Q. Is there much difference between what young children hear and what they can say? Asked another way, have you ever heard of the FIS phenomenon? –J. Fariello
A. This was first reported by psycholinguists Jean Berko and Roger Brown in 1960: "One of us spoke to a child who called his inflated plastic fish a 'FIS.' In imitation of the child's pronunciation, the observer said, 'This is your FIS?' 'No,' said the child, 'my FIS,' and he continued to repeat the adult's imitation until he was told, 'That is your fish.' 'Yes,' he said, 'my FIS.'"
This fascinating effect has been referred to as the FIS phenomenon ever since, says David Crystal in How Language Works. Reports indicate that children know far more about adult phonology than their own pronunciation suggests, leading to some intriguing conversations between young children and adults (as many of you parents have discovered for yourselves).

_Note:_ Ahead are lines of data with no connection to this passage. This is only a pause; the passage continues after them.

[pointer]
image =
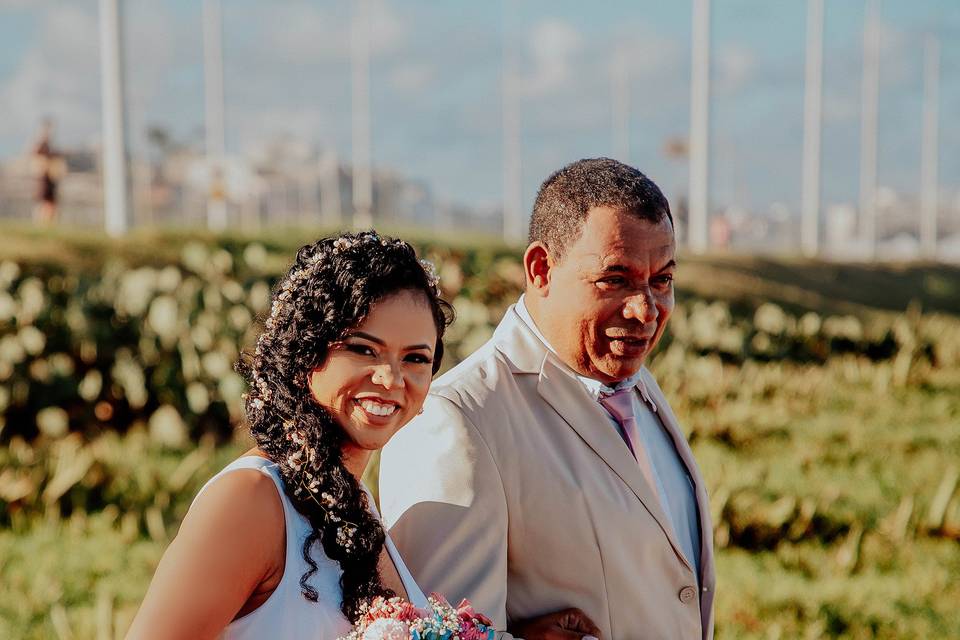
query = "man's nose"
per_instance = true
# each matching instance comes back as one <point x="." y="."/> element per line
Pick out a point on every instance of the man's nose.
<point x="388" y="376"/>
<point x="642" y="307"/>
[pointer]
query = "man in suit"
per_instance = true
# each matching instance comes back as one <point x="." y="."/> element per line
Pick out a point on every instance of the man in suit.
<point x="547" y="469"/>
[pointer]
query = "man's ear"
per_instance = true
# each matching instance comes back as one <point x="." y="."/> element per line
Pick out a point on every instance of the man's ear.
<point x="536" y="268"/>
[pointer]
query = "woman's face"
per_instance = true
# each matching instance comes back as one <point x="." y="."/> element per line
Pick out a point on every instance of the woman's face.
<point x="376" y="379"/>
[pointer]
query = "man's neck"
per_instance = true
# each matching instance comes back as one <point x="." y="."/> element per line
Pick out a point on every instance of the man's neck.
<point x="528" y="312"/>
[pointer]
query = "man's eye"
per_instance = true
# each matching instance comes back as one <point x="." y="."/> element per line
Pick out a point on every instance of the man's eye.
<point x="360" y="349"/>
<point x="615" y="281"/>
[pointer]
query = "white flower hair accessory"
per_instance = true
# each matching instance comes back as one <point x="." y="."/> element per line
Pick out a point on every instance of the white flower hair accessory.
<point x="302" y="461"/>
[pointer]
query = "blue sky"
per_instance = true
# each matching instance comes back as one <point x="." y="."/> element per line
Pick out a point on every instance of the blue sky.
<point x="436" y="85"/>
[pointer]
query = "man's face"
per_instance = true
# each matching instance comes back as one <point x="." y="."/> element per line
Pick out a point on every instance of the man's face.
<point x="608" y="300"/>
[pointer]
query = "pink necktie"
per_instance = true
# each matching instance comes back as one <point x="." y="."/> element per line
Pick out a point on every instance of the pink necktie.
<point x="620" y="406"/>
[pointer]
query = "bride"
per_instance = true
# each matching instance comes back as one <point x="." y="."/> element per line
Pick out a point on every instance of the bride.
<point x="285" y="542"/>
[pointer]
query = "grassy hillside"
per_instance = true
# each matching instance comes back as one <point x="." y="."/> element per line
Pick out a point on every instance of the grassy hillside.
<point x="822" y="402"/>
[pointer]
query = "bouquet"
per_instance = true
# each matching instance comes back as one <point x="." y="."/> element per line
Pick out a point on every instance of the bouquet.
<point x="397" y="619"/>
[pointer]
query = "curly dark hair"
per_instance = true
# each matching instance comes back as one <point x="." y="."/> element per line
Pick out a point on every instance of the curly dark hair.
<point x="565" y="198"/>
<point x="328" y="291"/>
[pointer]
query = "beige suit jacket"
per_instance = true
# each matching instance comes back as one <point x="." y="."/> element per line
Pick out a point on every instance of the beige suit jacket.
<point x="513" y="490"/>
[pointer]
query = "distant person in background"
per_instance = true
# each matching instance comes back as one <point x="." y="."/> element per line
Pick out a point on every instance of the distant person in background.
<point x="48" y="167"/>
<point x="548" y="469"/>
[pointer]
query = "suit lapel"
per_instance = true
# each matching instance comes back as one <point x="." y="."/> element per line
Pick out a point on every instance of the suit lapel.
<point x="562" y="391"/>
<point x="672" y="426"/>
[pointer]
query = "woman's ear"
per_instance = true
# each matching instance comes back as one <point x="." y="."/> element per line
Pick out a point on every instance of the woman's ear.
<point x="536" y="267"/>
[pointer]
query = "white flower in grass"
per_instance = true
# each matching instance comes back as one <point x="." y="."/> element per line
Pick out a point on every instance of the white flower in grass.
<point x="387" y="629"/>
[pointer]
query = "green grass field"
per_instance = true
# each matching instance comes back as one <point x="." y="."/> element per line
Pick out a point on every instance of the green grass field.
<point x="830" y="441"/>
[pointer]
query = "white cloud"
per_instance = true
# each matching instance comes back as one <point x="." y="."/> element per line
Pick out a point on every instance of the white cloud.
<point x="554" y="45"/>
<point x="735" y="66"/>
<point x="301" y="31"/>
<point x="59" y="76"/>
<point x="413" y="76"/>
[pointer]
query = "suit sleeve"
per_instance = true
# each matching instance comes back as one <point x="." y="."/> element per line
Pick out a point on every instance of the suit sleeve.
<point x="443" y="502"/>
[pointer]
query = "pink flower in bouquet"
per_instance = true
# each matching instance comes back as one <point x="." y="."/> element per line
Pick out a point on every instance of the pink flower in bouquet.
<point x="387" y="629"/>
<point x="394" y="609"/>
<point x="468" y="615"/>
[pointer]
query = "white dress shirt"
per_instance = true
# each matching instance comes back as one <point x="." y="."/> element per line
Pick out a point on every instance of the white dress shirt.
<point x="674" y="486"/>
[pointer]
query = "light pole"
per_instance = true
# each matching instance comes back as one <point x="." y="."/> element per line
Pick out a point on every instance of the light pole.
<point x="115" y="179"/>
<point x="214" y="114"/>
<point x="360" y="59"/>
<point x="510" y="113"/>
<point x="930" y="149"/>
<point x="699" y="126"/>
<point x="812" y="122"/>
<point x="870" y="97"/>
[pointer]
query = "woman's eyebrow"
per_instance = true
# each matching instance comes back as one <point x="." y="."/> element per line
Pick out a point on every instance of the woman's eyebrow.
<point x="365" y="336"/>
<point x="376" y="340"/>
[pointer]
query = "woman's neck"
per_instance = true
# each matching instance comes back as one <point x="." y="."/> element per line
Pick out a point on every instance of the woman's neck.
<point x="355" y="460"/>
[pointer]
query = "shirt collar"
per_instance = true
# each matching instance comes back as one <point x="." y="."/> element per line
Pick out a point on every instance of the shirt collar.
<point x="593" y="387"/>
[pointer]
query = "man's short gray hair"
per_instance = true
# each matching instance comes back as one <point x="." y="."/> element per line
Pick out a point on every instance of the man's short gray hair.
<point x="564" y="199"/>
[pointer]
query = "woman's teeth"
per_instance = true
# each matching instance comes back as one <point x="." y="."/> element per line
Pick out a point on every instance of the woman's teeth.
<point x="377" y="408"/>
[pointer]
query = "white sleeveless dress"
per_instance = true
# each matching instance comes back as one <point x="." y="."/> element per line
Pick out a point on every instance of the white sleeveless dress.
<point x="286" y="613"/>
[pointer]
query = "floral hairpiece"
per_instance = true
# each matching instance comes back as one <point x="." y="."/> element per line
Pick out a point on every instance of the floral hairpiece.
<point x="303" y="460"/>
<point x="433" y="278"/>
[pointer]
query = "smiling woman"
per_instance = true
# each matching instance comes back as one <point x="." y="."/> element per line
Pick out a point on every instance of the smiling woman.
<point x="285" y="541"/>
<point x="375" y="380"/>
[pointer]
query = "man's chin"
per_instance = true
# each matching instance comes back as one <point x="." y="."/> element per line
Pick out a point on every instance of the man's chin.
<point x="618" y="368"/>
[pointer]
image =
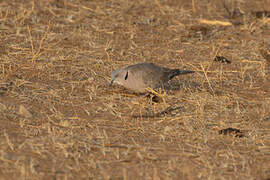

Q. How early in life did the "Father of Geekdom" get his first hint of who he might become? –B. Gates
A. Called also the "Father of Computer Science," retired Stanford math professor Donald Knuth may just be the world's most renowned geek, says Dave Wieczorek in Think magazine of Case Western Reserve University. Knuth has authored more than 30 books, including The Art of Computer Programming, already into its fourth volume and fifth decade. He is also editing Selected Papers on Fun and Games, which will include his own short story, The Chemical Caper, where every word is a chemical formula.
"A geek is not something you learn to be," Knuth says; "you just are." An early indication of this was the candy bar contest he entered as an eighth-grader. A local radio station had challenged contestants to see how many words they could make out of the letters in "Ziegler's Giant Bar."
"I devised a systematic way to go through the dictionary and find all these words. So I pretended to be sick and stayed home from school for a whole week. I found 4,500 words even though the judges had only 2,500 on their master list. (I won two candy bars and a toboggan.) That was an early indication of my geek streak."

Q. Can you think of a long word with only one vowel? –L. Carroll
A. "Rhythms" is a strong candidate, "strengths" is even stronger, growing more so if you turn it into "strengthlessness," a 16-letter word with only one vowel used repeatedly (from Anu Garg's The Dord, the Diglot, and an Avocado or Two).

Q. You probably know about whole numbers, positive and negative numbers, fractions, decimals– all of which are "real" numbers. But what are "imaginary" numbers, which were initially treated with suspicion? –U. Clid
A. Because the square of any real number is positive (+3 times +3 = +9; -3 times -3 = +9), for centuries mathematicians thought it impossible for a negative number to have a square root, says Clifford Pickover in The Math Book. Then in the 16th century, the notation for taking the square root of -1 was introduced, and two centuries later came its symbol "i" for the first letter of the Latin word "imaginarius," which is still in use.
Today, imaginary numbers have become essential tools in microchip design and in digital compression, explains Michael Brooks of New Scientist magazine. Your MP3 player relies on imaginary stuff. Even more fundamental, imaginary numbers underpin quantum mechanics, which gave rise to the electronics revolution. "And without imaginary numbers,” Brooks says, “you won't get an answer that reflects the reality of the physical world, and you won't get an iPod either."